Compassion's founders spent a great deal of time creating and then revising and refining the safeguards which are built into our protocols. On the one hand, we did not want to create prohibitive procedures which would drain precious time and energy from those requesting our assistance. On the other hand, we felt morally obligated to help patients explore every other possible end-of- life alternative and to be as sure as humanly possible that those we helped were fully mentally competent and utterly resolute-intellectually, emotionally and spiritually-in their decision to end their lives before being fully consumed by their disease.

Ambivalence about so monumental a decision most often occurs when suffering is not yet acute and patients have the time to weigh again and again the pros and cons of their choice. The process of repeatedly putting the wish to die into writing or on tape helps patients clarify their feelings and may move them to consider anew how they might cope if they were not to choose suicide. Our experience thus far has been that those patients who complete our process are extremely resolute in their determination to seize control of their dying; several have expressed their sense of relief and even eagerness when the date they set for their self- deliverance finally arrived.

Although all of us who created Compassion in Dying are adamant in our support of the right of terminally ill individuals to determine the time and method of their dying, some of us felt equally strongly about providing personal presence at the time of death-especially for those individuals without loved ones who do not wish to die alone. Those of us who work in the AIDS community know of many lonely and sometimes violent suicides which haunt us still. All ill persons who decide on rational suicide deserve to die gently and peacefully, in their own beds, with a loving friend or other caring individual to hold their hand and be present in silent witness as they slip out of this world. To treat these deaths as dishonorable, sinful, or criminal in any way is to deny fellow human beings the compassion, dignity, and autonomy which should be everyone 's birthright.

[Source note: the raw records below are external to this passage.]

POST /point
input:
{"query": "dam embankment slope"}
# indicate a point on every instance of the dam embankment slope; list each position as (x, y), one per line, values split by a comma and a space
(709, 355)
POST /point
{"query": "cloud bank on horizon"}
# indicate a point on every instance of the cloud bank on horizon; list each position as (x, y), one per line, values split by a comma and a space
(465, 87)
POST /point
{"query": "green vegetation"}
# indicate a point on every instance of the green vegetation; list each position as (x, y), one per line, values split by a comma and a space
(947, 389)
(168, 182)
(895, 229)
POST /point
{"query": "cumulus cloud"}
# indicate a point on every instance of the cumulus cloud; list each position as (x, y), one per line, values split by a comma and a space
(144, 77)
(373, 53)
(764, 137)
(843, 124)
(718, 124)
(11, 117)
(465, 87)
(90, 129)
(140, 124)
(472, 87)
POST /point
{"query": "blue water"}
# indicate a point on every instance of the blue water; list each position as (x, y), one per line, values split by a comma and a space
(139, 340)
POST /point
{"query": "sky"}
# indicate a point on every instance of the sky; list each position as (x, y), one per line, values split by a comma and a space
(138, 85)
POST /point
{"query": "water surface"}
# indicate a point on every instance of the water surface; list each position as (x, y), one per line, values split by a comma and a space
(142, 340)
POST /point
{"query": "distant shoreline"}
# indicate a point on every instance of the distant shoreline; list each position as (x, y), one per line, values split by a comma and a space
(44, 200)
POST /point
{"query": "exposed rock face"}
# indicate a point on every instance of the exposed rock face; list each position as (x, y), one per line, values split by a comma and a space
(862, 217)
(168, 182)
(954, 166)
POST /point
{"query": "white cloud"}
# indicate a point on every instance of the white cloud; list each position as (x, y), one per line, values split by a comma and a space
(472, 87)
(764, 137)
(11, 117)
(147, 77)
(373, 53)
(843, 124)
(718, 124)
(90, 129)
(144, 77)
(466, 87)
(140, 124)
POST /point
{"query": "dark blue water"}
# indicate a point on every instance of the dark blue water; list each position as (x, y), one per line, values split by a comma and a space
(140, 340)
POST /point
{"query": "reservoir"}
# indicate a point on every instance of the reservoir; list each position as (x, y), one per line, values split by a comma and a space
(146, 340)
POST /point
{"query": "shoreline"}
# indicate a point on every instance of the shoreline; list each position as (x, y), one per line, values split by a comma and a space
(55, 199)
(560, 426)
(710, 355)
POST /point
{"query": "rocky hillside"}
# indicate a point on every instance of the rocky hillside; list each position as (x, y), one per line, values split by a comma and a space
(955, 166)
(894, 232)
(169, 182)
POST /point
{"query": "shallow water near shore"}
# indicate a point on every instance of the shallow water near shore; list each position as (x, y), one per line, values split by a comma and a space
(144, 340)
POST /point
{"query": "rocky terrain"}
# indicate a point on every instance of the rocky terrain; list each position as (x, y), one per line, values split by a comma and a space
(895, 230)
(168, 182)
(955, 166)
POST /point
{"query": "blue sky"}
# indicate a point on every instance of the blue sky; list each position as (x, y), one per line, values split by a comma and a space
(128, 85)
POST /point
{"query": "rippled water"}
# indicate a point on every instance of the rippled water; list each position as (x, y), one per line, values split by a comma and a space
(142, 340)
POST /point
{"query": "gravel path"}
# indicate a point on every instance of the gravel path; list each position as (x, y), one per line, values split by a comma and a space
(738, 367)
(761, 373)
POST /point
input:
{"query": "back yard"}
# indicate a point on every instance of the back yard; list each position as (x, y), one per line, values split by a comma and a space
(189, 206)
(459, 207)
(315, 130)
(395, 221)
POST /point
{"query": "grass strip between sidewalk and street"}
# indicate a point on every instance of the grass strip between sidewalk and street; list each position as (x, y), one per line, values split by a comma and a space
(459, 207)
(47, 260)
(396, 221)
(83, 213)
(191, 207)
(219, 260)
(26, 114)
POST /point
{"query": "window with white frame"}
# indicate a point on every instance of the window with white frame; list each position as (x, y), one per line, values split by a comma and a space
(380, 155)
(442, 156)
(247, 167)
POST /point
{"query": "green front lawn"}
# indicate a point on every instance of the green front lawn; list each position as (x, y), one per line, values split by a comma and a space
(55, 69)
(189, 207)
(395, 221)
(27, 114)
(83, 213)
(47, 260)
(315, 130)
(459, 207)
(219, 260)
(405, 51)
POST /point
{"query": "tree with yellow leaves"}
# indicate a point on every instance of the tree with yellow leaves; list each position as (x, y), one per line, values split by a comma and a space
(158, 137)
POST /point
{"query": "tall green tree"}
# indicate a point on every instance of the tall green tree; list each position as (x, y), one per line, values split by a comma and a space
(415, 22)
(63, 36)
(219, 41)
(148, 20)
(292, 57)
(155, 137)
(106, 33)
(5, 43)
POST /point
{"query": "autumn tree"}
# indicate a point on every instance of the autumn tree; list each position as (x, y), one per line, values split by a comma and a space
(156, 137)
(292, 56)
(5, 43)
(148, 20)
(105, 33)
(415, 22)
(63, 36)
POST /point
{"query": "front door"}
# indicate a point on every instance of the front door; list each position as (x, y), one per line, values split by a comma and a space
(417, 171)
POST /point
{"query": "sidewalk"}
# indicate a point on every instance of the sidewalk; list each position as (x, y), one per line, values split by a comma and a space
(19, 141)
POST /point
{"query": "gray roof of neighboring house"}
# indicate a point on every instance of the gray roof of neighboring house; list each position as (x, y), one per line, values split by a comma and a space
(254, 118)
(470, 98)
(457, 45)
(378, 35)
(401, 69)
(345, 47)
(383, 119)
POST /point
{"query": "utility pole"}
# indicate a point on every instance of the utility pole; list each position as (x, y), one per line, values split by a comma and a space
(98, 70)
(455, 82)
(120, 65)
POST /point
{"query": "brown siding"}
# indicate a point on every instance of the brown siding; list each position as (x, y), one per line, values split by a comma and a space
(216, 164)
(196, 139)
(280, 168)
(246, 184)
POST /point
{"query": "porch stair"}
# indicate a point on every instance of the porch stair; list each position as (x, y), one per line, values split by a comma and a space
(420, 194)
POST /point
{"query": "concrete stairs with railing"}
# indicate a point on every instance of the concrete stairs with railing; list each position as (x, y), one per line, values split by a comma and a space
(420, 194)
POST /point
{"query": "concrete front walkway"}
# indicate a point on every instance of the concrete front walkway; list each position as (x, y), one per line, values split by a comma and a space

Those of us privileged to be doing the work of Compassion in Dying have experienced firsthand the gratitude of patients who are able to spare themselves the final indignities and-for them-meaningless end-stage suffering of incurable illness. A significant number of men and women who have worked in the medical profession are among our clients-people who know exactly what they are up against and what sort of death awaits them if the disease is allowed to run its course. Many in this group, and others as well, share a particular aversion to the notion of spending their last weeks or months in a medically-induced stupor as all-out efforts are called upon to manage the mounting pain.

In some cases we have been privileged to watch entire families sit around the bed of their loved one, whispering words of love and caressing their hands and face as the patient quietly succumbs. This sort of death is not frightening. Indeed, for those for whom this is an issue of individual choice, these deaths are celebrated as victories, not mourned as defeats.

Susan J. Dunshee is a founding board member & President of Compassion in Dying.